Sample survey on quality of life

Description

Data from sample survey on quality of life conducted on Polish-Ukrainian border in 2015 and 2019.

Usage

data(Well_being)

Format

A data frame with 1197 observations of 27 variables

  • Area. Rural and urban

  • Gender. Male and female

  • Year.
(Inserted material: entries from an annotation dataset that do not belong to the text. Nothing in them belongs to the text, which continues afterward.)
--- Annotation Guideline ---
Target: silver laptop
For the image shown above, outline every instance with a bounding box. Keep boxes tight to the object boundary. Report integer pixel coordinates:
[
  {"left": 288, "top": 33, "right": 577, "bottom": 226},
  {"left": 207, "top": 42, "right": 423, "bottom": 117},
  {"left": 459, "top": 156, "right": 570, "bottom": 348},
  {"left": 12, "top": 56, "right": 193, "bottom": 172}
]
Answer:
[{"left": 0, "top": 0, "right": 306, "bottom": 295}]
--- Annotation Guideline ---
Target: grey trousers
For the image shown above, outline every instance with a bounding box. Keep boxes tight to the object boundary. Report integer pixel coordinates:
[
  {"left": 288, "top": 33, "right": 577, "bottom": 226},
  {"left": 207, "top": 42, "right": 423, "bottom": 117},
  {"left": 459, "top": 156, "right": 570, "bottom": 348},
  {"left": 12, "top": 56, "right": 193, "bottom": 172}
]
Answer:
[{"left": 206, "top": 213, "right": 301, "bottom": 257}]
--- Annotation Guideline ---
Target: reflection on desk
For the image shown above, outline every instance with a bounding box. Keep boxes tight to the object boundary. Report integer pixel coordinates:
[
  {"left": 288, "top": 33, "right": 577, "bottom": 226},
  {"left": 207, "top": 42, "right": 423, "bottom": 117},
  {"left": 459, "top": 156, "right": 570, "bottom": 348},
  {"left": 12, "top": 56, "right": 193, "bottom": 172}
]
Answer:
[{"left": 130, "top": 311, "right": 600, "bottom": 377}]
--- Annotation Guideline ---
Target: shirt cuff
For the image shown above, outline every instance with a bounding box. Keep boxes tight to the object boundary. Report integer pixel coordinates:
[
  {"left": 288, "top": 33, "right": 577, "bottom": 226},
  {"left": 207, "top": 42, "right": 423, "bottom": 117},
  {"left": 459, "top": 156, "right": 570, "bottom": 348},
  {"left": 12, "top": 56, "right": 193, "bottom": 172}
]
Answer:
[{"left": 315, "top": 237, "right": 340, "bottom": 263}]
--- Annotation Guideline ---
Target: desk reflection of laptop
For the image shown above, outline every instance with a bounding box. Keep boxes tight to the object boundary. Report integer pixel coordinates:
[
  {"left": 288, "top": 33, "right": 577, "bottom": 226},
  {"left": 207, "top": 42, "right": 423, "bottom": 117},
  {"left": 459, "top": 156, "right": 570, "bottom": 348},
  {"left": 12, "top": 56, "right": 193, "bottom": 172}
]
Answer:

Year of survey (2015 and 2019)

  • V1. I have good opportunities to use my talents and skills at work

  • V2. I am treated with respect by others at work

  • V3. I have adequate opportunities for vacations or leisure activities

  • V4. The quality of local services where (I) live is good

  • V5. There is very little pollution from cars or other sources where I spend most of my time

  • V6. There are parks and green areas near my residence

  • V7. I have the freedom to plan my life the way I want to

  • V8. I feel safe walking around my neighborhood during the day

  • V9. Overall, to what extent are you currently satisfied with your life

  • V10. Overall, to what extent do you feel that the things you do in life are worthwhile

  • V11. How do you rate your health

  • V12. How do you rate your work

  • V13. How do you rate your sleep

  • V14. How do you rate your leisure time

  • V15. How do you rate your family life

  • V16. How do you rate your community and public affairs life

  • V17. How do you rate your personal plans

  • V18. How do you rate your housing conditions

  • V19. How do you rate your personal income

  • V20. How do you rate your personal prospects

  • V21. Does being part of the local community make you feel good about yourself

  • V22. Do you have a say in what the local community is like

  • V23. Is your neighborhood a good place for you to live

  • Weight. Sample weight for each household

Details

Questions are on Likert scale: 1 - the worst assessment, 5 - the best assessment. Only 23 questions were selected out of over 100 questions. Answers were modified due to disclosure control.